Zugegeben, mit seiner chauvinistisch-sozialdarwinistischen Attitüde kann Jack London heutzutage kaum mehr punkten. Doch ein Blick hinter seine Wolfsrudel-Ethik offenbart ein realitätsnahes Hineinempfinden in die Zustände unwirtlicher Schauplätze. Ob im Goldrausch, auf hoher See oder aus der Perspektive eines Schlittenhundes – in eine warme Decke eingemummelt und mit einer heißen Tasse Kakao lassen sich diese Abenteuer bequem erlesen.
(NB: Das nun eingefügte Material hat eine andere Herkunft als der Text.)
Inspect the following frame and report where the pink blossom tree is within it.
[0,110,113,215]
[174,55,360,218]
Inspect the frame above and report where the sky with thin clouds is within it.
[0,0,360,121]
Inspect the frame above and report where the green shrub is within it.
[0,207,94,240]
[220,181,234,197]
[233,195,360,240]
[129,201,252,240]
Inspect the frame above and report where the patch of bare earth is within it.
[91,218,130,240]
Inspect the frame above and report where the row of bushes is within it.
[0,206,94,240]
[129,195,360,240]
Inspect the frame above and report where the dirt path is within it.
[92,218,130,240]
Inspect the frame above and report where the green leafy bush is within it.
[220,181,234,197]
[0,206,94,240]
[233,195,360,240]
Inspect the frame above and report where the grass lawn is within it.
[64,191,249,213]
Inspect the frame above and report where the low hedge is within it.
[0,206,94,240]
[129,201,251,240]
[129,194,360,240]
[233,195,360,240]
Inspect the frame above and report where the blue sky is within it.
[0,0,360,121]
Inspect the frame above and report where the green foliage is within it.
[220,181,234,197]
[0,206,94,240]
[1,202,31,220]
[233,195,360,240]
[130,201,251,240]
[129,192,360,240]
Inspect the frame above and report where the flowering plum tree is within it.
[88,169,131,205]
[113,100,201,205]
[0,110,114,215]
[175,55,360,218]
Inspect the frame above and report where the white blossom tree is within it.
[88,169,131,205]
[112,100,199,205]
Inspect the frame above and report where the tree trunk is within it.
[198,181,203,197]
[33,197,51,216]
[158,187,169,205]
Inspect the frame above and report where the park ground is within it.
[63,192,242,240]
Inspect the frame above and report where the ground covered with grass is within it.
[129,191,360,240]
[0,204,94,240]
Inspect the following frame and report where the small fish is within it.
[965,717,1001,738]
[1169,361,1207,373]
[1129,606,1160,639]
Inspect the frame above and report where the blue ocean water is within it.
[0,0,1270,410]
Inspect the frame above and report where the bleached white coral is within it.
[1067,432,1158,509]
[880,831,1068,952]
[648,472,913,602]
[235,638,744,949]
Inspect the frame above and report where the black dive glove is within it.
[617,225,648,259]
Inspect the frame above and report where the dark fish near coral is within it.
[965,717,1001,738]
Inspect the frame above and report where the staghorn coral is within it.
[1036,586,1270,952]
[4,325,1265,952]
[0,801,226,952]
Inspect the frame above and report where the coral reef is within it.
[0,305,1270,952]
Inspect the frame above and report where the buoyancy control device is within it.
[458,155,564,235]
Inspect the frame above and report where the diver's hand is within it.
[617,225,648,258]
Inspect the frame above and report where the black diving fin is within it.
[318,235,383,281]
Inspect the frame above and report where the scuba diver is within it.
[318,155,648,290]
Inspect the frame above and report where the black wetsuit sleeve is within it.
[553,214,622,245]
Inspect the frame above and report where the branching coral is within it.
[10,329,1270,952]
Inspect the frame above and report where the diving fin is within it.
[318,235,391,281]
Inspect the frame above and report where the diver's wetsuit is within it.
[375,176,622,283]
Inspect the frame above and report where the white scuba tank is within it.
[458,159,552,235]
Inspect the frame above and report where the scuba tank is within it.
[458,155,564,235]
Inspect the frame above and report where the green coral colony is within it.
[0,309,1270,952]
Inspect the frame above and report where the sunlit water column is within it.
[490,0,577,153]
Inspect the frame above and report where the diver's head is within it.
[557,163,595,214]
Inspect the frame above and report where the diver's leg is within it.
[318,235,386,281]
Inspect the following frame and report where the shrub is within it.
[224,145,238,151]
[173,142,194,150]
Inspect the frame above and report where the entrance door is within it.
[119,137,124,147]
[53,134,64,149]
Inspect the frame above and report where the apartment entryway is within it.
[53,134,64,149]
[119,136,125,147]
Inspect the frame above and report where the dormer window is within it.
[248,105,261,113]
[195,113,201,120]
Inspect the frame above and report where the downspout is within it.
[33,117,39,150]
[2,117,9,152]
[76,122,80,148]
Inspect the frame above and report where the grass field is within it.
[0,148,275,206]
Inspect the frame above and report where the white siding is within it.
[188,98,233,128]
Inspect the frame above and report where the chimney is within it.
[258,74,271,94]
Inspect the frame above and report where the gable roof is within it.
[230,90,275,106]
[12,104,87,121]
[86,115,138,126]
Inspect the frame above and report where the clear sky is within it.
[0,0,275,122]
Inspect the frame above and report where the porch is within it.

(Z. B. Jack London: Romane und Erzählungen in vier Bänden. Anaconda 2013, 1056 Seiten, 19,95 Euro.)

 

Kriminelle Weihnachtsgeschichten

Ein guter Krimi geht immer! Da bietet es sich an, passend zur Weihnachtszeit eine Sammlung über Weihnachtskrimis zur Hand zu nehmen. Für Rosinenpicker birgt ein solcher Band das Risiko, neben den Leckerbissen Geschichten serviert zu bekommen, die einem ganz und gar nicht bekommen wollen. Den übrigen Krimi-Gourmets wird jedoch eine Anthologie mit Schmankerln aus zwei Jahrhunderten goutieren.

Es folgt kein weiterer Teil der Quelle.